The US has been losing its innovative and competitive edge in some critical areas, according to a 2012 report from the US Department of Commerce and the National Economic Council, which advocates for more investment in research, education, infrastructure and manufacturing, finally recognized by many as a key driver of innovation.
That said, there's also been a fair amount of hype around the I-word. It drives me crazy when I see folks pursue innovation for the sake of innovation (and not real value) or boldly declare their own products innovative. Sometimes, I truly believe, many companies would be better served by improving current operations rather than trying to be innovative. (The recently privatized Dell, for example, strikes me as one of those companies.)
Which brings me to Boeing and its troubled 787 Dreamliner. Marketed as a symbol of US innovation, the aircraft now has folks pondering the state of US innovation after the plane was grounded for an in-depth investigation following two thermal runaway incidents with its lithium-ion batteries, on top of a variety of other problems that resulted in delays. The Economist, for example, asked: Did Boeing take "innovation too far?"

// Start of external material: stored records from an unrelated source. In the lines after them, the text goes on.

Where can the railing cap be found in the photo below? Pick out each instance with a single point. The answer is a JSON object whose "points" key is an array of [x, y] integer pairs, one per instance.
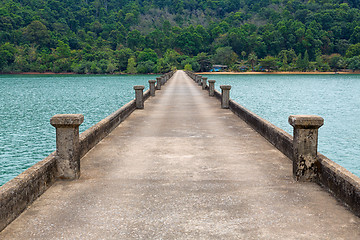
{"points": [[306, 121], [139, 87], [67, 120], [225, 87]]}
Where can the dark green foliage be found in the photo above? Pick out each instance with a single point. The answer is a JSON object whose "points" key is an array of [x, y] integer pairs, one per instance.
{"points": [[97, 36]]}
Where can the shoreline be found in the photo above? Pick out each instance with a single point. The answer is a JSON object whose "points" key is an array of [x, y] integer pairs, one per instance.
{"points": [[201, 73], [276, 73]]}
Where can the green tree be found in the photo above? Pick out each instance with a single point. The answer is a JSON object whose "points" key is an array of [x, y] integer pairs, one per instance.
{"points": [[204, 61], [131, 68], [354, 63], [225, 55], [269, 63], [188, 67], [36, 32], [145, 67], [7, 55]]}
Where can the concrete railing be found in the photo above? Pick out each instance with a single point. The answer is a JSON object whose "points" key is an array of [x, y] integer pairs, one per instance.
{"points": [[21, 191], [344, 185]]}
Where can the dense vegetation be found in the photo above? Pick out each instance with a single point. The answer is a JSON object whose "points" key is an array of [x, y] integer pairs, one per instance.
{"points": [[144, 36]]}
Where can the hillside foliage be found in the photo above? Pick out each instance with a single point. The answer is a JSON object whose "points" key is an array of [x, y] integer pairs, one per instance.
{"points": [[145, 36]]}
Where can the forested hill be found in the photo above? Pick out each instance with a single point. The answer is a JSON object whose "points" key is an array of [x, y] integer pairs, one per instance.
{"points": [[107, 36]]}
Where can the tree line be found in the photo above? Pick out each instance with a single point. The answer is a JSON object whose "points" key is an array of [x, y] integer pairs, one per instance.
{"points": [[151, 36]]}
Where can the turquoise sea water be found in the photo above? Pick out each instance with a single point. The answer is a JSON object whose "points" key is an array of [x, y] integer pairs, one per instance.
{"points": [[27, 102], [336, 98]]}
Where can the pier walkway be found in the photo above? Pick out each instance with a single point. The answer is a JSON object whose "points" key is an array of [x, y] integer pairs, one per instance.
{"points": [[183, 168]]}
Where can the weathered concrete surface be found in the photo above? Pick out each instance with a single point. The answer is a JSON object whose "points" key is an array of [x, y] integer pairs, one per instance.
{"points": [[183, 168]]}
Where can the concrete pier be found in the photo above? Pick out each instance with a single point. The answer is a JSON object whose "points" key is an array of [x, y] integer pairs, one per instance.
{"points": [[184, 168]]}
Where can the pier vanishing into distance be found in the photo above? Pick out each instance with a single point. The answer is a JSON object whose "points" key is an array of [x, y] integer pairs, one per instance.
{"points": [[183, 165]]}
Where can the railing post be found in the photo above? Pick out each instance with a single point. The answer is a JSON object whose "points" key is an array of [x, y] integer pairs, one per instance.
{"points": [[139, 98], [152, 87], [305, 143], [204, 82], [211, 87], [158, 85], [225, 95], [67, 144], [199, 80]]}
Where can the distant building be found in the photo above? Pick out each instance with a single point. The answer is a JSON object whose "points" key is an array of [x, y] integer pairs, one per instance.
{"points": [[218, 68]]}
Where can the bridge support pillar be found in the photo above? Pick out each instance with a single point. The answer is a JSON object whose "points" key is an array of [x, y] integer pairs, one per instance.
{"points": [[211, 88], [204, 82], [152, 87], [67, 144], [305, 143], [139, 97], [158, 85], [225, 95]]}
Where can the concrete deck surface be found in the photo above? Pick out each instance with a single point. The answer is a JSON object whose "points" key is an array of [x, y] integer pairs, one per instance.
{"points": [[183, 168]]}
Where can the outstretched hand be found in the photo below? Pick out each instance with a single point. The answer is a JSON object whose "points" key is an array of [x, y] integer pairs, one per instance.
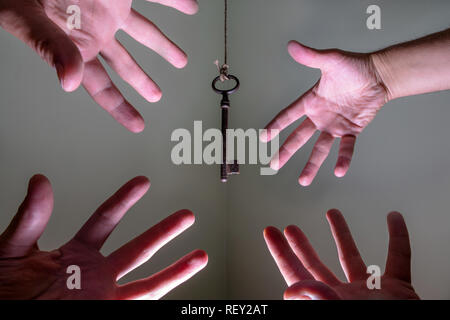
{"points": [[42, 24], [29, 273], [308, 278], [340, 105]]}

I believe Boeing deserves credit for doing what many books on innovation, such as "The Innovator's Dilemma," advise: Pushing to solve real problems and blowing past the incrementalism that often bogs down and kills mature companies. In the Dreamliner, Boeing has produced a lightweight, fuel-efficient plane that is comfortable in many truly creative ways for fliers. It delivers on innovative materials, flying systems, manufacturing processes and even supply logistics. It seems unfair, too knee-jerk, to now abuse all of those creative moves as part of what has gone wrong with the Dreamliner's batteries. Because the Wall Street Journal got it right: "Innovation is a Messy Business."
If we want to value innovation, we should pat Boeing's back for its efforts, laud officials for trying to identify the problem in a way that is safe for consumers (with the plane on the ground) and give Boeing engineers the time they need to get the plane back in the air.
I mention the engineers because, in the end, the Dreaminer's problems may not have anything to do with innovation at all. Aerospace industry expert Richard Aboulafia, of the Teal Group (Fairfax, VA), said in his recent newsletter the "terrifying state of affairs for the Dreamliner" is the result of engineers being "nudged aside by the bean counters." He added that Boeing's "strategy of downplaying engineering is starting to have a deleterious effect on the company's financial performance."